China has expanded its rare earths export controls, introducing new elements and heightened scrutiny for chip users, a move seen as Beijing tightening control ahead of US-China talks. While Taiwan's economy ministry stated that most of its rare earth materials are sourced from Europe, the US, and Japan, it emphasized the need for further assessment on the potential impact to its critical semiconductor industry, home to TSMC, regarding raw material costs and supply chain adjustments. China defended the curbs citing concerns over the military applications of these metals.

Analysis

China has significantly expanded its rare earth export controls, adding five new elements and increasing scrutiny for chip users, a move seen as Beijing tightening control ahead of US-China talks. This escalation in trade policy directly impacts the global supply chain for critical raw materials essential for the technology sector, with China citing concerns over military applications amidst "frequent military conflict." Taiwan's economy ministry indicates that most of its rare earth materials are sourced from Europe, the United States, and Japan, potentially mitigating immediate direct supply shocks.

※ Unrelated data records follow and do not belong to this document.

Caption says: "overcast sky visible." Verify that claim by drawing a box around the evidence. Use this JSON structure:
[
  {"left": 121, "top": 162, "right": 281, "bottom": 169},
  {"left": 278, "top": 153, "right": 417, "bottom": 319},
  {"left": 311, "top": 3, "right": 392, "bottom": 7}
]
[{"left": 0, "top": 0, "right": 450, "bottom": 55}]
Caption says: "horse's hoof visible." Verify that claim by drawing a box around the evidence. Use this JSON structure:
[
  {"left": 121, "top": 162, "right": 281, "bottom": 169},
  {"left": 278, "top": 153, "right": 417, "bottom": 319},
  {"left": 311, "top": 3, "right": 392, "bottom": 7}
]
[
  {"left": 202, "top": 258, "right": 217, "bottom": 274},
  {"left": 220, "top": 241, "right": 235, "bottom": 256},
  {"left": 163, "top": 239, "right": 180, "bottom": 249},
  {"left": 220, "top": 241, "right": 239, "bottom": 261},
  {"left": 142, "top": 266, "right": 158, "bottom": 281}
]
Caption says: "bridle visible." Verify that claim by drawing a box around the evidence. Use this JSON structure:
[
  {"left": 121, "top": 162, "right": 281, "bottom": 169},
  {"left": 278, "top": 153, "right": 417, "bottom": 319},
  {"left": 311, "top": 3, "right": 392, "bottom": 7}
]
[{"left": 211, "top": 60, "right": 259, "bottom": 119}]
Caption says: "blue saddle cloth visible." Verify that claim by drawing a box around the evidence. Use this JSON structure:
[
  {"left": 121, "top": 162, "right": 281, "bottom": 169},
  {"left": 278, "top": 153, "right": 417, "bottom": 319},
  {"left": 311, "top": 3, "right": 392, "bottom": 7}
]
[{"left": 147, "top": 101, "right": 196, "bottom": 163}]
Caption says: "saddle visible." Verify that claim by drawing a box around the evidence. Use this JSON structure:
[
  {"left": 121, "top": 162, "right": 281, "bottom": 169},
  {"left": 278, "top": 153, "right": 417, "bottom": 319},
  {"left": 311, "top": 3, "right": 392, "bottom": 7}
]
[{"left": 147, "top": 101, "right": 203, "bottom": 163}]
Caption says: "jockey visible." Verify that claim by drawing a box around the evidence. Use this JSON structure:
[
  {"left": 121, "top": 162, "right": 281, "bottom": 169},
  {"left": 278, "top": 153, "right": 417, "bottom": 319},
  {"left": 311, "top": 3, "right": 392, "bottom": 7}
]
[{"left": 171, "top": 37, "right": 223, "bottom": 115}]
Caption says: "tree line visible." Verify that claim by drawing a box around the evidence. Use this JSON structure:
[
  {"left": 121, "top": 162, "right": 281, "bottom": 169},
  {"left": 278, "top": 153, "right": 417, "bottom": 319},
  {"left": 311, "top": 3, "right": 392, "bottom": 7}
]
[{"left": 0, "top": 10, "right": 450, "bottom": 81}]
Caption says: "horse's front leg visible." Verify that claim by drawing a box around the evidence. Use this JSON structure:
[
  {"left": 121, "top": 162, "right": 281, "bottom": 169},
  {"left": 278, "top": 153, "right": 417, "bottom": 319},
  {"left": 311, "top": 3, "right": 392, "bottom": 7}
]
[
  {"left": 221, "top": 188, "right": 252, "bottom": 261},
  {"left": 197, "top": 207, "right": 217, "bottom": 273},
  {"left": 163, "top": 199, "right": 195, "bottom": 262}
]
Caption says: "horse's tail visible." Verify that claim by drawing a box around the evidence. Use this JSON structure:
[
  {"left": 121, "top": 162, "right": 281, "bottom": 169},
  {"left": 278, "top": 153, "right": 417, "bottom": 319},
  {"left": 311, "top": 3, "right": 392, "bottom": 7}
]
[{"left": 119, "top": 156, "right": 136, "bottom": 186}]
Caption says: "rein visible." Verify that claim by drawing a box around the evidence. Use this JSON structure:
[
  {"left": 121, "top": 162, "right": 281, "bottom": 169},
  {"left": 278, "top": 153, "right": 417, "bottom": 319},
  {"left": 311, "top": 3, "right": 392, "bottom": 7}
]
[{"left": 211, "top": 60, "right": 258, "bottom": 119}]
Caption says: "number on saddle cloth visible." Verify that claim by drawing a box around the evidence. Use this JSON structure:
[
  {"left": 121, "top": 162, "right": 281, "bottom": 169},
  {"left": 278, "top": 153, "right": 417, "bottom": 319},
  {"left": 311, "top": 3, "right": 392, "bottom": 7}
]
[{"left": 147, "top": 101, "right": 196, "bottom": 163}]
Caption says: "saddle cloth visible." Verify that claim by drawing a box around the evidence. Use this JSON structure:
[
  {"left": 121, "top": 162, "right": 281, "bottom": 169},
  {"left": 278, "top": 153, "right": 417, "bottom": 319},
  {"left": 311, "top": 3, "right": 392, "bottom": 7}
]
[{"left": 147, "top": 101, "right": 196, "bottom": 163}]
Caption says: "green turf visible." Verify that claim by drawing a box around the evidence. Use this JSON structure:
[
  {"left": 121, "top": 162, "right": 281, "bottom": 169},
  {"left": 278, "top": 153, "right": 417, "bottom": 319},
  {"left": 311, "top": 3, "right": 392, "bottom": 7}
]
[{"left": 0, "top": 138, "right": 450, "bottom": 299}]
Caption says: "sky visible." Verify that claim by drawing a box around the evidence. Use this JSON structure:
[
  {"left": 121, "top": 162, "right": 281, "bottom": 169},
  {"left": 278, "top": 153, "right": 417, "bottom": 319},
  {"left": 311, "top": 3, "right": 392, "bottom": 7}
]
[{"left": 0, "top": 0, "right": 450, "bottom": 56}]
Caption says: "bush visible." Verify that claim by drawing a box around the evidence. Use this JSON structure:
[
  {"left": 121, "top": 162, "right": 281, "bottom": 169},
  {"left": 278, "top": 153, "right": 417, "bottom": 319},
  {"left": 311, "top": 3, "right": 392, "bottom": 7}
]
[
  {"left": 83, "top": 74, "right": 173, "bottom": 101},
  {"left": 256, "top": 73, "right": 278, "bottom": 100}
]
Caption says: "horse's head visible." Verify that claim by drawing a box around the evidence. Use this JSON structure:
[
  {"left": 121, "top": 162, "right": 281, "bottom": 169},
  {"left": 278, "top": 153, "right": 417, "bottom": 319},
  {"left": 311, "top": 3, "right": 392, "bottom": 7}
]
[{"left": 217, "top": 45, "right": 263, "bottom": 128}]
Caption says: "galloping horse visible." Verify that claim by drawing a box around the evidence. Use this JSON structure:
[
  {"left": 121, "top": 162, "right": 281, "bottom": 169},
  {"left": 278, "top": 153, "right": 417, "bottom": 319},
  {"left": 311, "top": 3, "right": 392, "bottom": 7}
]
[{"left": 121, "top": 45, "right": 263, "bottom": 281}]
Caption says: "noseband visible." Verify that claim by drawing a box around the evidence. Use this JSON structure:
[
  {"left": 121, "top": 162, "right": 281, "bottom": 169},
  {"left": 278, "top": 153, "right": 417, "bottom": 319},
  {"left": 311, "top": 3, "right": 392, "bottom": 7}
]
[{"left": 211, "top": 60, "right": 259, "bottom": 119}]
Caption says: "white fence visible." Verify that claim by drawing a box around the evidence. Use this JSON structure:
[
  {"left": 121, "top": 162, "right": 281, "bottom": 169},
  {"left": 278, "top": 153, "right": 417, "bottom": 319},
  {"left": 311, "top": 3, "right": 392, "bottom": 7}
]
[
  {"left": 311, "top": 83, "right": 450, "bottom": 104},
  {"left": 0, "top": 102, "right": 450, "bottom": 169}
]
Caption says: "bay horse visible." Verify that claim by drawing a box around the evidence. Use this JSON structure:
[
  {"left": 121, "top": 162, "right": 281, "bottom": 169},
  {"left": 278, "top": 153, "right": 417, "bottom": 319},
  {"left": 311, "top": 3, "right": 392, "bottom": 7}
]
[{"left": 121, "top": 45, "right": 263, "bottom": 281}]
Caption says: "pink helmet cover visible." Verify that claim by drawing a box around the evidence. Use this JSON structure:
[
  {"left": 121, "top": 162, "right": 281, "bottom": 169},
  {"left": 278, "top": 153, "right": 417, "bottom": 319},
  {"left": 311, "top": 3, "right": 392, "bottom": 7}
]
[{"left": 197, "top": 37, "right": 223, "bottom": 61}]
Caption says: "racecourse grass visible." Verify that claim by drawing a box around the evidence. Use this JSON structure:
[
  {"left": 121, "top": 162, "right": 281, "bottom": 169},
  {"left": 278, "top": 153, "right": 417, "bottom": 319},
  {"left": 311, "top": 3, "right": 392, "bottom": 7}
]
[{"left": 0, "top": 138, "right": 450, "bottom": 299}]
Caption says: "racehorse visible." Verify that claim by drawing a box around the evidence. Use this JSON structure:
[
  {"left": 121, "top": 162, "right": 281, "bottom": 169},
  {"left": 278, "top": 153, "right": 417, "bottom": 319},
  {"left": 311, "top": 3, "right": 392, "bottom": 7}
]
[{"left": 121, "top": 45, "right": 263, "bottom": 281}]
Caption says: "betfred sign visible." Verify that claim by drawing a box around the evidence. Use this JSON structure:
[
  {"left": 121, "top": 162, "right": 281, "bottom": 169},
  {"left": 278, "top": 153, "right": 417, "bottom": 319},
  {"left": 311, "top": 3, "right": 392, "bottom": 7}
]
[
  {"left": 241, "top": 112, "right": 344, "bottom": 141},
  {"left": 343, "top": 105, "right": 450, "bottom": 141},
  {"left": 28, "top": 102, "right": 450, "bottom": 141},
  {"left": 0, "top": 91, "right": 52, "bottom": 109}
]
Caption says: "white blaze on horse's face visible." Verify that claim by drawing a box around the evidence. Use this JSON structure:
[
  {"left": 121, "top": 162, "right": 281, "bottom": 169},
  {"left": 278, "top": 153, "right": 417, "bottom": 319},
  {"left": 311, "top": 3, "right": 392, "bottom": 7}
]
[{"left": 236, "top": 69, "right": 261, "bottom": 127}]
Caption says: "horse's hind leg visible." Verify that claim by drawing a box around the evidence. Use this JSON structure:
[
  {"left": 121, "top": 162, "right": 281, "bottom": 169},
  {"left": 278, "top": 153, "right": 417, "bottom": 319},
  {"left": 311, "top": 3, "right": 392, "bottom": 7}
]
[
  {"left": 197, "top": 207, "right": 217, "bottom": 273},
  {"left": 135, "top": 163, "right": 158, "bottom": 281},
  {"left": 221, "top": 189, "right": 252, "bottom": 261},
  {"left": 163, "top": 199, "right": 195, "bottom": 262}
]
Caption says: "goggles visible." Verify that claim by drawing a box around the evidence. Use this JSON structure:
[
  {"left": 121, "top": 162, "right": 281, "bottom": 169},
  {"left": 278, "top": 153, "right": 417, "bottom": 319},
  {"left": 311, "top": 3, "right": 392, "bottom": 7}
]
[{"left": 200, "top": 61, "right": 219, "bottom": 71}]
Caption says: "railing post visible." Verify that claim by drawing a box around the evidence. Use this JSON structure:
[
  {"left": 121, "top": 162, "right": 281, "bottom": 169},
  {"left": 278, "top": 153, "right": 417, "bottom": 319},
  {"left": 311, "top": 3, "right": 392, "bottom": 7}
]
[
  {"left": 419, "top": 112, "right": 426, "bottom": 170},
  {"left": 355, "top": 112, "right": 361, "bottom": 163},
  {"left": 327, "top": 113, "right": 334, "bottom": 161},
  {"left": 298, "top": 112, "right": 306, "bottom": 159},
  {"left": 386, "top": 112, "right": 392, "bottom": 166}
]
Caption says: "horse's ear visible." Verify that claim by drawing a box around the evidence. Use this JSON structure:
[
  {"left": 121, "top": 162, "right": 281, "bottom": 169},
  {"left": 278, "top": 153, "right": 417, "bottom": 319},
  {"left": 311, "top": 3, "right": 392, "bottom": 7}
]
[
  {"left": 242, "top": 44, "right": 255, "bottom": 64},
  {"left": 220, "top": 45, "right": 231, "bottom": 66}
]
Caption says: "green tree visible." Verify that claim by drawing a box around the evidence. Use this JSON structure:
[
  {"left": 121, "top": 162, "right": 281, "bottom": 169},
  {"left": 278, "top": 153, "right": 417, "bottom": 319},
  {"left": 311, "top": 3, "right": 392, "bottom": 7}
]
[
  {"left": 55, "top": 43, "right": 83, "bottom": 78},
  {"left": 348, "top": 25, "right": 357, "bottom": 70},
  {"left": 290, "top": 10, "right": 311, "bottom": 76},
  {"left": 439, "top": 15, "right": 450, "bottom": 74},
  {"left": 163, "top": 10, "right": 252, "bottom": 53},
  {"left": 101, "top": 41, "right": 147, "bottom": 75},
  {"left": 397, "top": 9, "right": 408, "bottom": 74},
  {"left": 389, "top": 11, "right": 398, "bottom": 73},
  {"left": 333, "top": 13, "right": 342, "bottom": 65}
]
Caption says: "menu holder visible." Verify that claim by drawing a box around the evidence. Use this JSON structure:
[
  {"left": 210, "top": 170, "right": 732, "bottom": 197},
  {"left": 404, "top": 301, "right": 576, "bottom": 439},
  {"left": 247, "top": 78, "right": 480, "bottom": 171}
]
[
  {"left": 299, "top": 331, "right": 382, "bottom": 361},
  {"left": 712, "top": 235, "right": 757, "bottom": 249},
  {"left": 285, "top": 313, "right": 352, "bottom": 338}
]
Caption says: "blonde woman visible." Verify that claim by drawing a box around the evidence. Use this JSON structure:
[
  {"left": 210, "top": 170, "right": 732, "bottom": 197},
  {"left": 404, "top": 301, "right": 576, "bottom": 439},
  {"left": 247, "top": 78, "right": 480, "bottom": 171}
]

However, the ministry emphasized the need for further assessment regarding the potential impact on its semiconductor industry, particularly concerning raw material costs and supply chain adjustments. This uncertainty directly affects TSMC (TSM), the world's largest contract chipmaker and a key producer of advanced chips for artificial intelligence applications. The overall sentiment surrounding this development is moderately negative with an uncertain tone, reflecting potential disruptions to the technology supply chain. While TSMC's direct exposure to Chinese rare earths appears limited, the broader implications of escalating trade tensions and export controls could still affect its operating environment and input costs. The market impact is assessed as moderate, indicating significant attention from investors.